Мэри подняла голову и открыла рот. Сначала он подумал, что она готова закричать или вообще его не узнала, приняв за чужого. Но не успел он прикрыть ей рот, как полные страха глаза потемнели.
— Майлз, — с длинным медленным вздохом произнесла она.
— Мэри, — в ответ произнес он. Он склонился и поцеловал ее. Ее руки взлетели и обвились вокруг его шеи, сначала мягко, а потом все сильнее и сильнее удерживая его. Мгновение они держались друг за друга, но затем он отступил, расцепив ее руки. Продолжая удерживать их, он сел на край кровати.
— Мэри, — прошептал он. — Не думай о том, что тебе сказали и что ты должна делать. Поговори со мной.
— Хорошо, Майлз, — отозвалась она и улыбнулась медленной мягкой, но странной улыбкой. — Ты пришел ко мне, — сказала она.
— Я согласился, Мэри, — сказал он. — Я согласился сделать то, что они просят.
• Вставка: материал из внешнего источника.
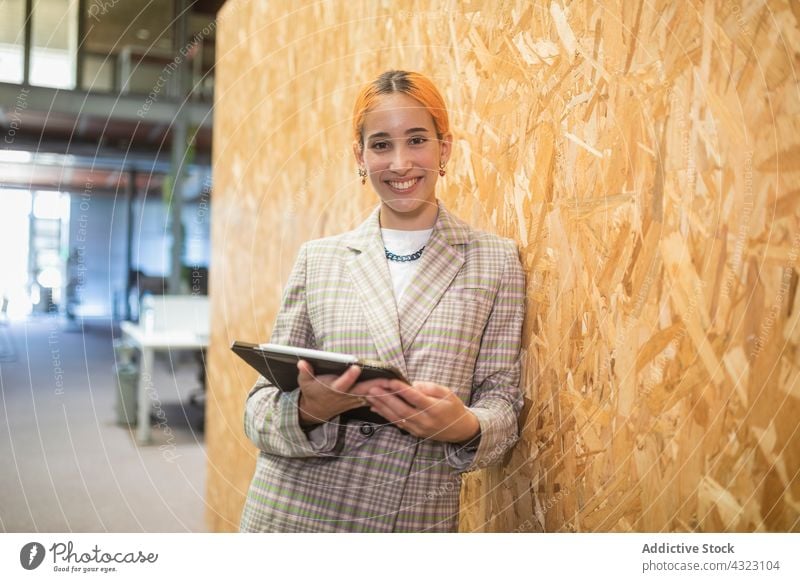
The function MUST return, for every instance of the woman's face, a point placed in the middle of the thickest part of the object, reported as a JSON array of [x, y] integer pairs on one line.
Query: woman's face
[[401, 155]]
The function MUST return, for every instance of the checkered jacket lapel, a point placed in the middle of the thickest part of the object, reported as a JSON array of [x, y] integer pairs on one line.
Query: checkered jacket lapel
[[439, 264], [371, 278]]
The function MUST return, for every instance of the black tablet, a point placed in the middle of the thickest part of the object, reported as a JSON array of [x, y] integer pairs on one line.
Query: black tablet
[[278, 363]]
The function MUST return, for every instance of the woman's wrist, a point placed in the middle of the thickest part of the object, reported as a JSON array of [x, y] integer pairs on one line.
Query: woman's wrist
[[471, 430]]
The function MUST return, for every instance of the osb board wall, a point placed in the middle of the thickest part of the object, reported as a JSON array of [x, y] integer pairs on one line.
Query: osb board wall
[[645, 155]]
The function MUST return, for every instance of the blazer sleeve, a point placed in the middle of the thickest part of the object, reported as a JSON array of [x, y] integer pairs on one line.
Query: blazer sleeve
[[496, 398], [271, 418]]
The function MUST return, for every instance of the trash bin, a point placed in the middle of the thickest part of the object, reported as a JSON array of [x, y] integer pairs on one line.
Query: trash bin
[[127, 373]]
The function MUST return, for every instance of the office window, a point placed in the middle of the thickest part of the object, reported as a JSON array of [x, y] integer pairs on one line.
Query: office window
[[54, 45], [126, 45], [12, 41], [98, 73]]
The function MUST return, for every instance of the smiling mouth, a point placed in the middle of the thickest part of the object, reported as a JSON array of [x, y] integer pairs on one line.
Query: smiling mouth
[[403, 185]]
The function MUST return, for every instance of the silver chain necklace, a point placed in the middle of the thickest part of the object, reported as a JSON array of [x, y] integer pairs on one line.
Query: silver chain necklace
[[403, 258]]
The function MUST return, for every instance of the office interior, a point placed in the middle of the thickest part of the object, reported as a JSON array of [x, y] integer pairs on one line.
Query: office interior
[[105, 202], [643, 156]]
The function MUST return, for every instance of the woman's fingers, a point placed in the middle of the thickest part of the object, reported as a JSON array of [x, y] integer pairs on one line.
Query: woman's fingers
[[391, 403], [344, 382]]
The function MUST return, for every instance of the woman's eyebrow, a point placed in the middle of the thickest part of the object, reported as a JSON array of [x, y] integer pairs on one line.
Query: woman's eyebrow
[[408, 131]]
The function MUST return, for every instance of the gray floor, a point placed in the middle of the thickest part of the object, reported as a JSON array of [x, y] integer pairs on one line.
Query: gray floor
[[66, 463]]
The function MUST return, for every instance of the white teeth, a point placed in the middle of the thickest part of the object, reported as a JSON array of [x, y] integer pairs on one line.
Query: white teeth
[[403, 185]]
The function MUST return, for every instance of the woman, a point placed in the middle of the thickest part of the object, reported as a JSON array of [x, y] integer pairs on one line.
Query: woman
[[412, 286]]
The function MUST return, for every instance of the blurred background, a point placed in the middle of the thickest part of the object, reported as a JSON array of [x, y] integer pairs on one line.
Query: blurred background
[[105, 198]]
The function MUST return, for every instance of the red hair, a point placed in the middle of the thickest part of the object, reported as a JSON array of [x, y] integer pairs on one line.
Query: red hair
[[412, 84]]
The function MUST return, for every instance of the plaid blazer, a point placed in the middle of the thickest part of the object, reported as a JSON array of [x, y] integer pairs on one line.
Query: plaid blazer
[[458, 324]]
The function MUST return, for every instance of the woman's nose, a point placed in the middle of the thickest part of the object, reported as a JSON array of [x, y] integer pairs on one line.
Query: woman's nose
[[401, 160]]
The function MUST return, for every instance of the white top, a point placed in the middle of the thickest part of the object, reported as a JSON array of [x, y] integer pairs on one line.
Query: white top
[[403, 242]]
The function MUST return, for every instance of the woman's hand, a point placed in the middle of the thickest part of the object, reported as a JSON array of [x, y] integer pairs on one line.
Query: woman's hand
[[425, 409], [323, 397]]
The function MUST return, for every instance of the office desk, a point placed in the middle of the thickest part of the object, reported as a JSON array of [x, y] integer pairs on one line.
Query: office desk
[[148, 343]]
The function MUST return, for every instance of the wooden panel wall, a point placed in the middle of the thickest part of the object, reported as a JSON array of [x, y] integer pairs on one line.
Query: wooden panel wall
[[646, 157]]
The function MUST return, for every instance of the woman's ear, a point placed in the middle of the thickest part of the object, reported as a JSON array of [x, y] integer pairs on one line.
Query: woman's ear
[[358, 152], [445, 147]]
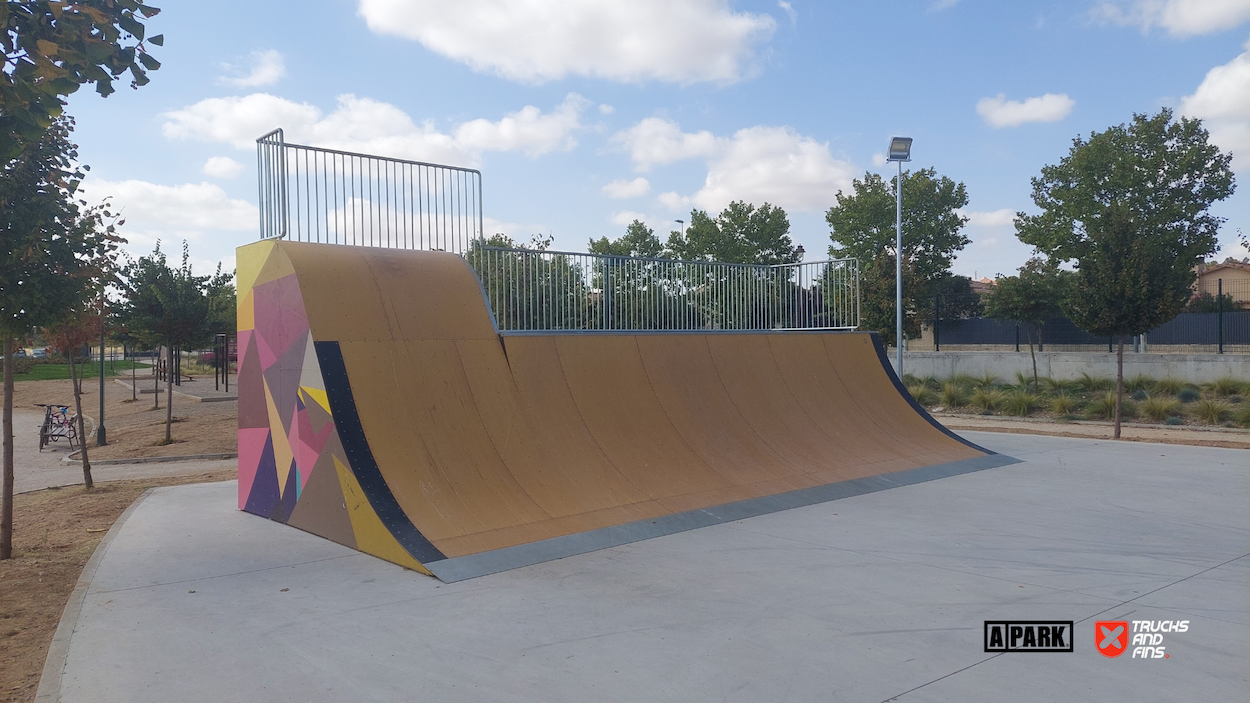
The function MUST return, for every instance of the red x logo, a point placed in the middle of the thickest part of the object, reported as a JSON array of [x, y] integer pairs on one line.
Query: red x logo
[[1111, 637]]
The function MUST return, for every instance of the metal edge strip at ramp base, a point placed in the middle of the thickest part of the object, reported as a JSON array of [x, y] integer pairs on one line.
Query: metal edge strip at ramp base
[[471, 566]]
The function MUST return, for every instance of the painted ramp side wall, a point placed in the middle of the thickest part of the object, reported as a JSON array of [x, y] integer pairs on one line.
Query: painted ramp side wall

— Я знаю, — прошептала она, смотря на него сквозь дымку. — О, Майлз!
Ты пришел ко мне!
— Я решил увидеть тебя самой первой, — сказал Майлз, по-прежнему держа ее за руки. — Я хотел, чтобы ты знала все прежде, чем я… — он замолчал, — пойду дальше.
Она лежала, всматриваясь в него при слабом, но достаточном свете из приоткрытого окна.
— Что ты должен сейчас делать?
— Я не знаю. Думаю, мне надо путешествовать по планете и найти что-то у людей, которых увижу и встречу.
Она сжала его ладони.
— Сколько времени ты будешь этим заниматься? — тихо спросила она.
— Я не знаю, — честно признался он. — Пришельцы сказали, что я сам узнаю, когда буду готов. Я не думаю, судило ним, что это займет много времени. Они упоминали, что время дорого.
— Может быть, тебе тогда не надо со мной разговаривать, — сказала она, но ее руки просили обратное.
— Может, и нет, — повторил он. Сказав это, он, к своему удивлению, почувствовал, как внутри него начало расти чувство беспокойства за знание, хранящееся у него внутри, которое нельзя терять попусту, как он сейчас делал. — Думаю, мне надо идти, — сказал Майлз. Он высвободил свои пальцы из ее цепких рук.
— Но ты вернешься? — спросила она, когда он встал рядом с кроватью.
Он увидел, что ее лицо вместо того, чтобы находиться где-то на расстоянии вытянутой руки, из-за какого-то фокуса с освещением в комнате виделось далеко внизу.
— Я вернусь, — ответил он.
— Я имею в виду, не до того момента, как улетишь, — быстро поправила она сама себя. — Я имею в виду — после… Ты точно вернешься обратно?
— Обязательно. Все будет хорошо, — ответил он. И при этих словах внутри него зажглась глубокая, яростная и злая уверенность в том, что он вернется… вопреки всему.
Он склонился и поцеловал ее еще раз, а затем, расцепив руки, обвившие его шею, выпрямился.
— До свидания, — попрощался он и пожелал вернуться на тротуар перед общежитием.
В тот же миг он оказался там.
Он повернулся и отошел немного в сторону от света, горевшего над входом, в тень норвежских сосен, вытянувшихся в линию вдоль всей дороги.
Он задумался над тем, с чего же начать. Куда идти? Имея перед собой мир, открывшийся ему навстречу, он запутался в том бесчисленном количестве мест, которые мог посетить. В конце концов, выкинув все из головы, он выбрал наугад. Майлз никогда не был в Японии. Он подумал о Токио.
Яркое утро. Он стоял на заполненной людьми улице, и пешеходы обходили его, как обтекает скалу речной поток. Все здания — западного образца. И люди, на его взгляд, в западной одежде. Только шум их голосов, звучавших слишком высоко и непривычно, добавлял в эту сцену каплю необычности.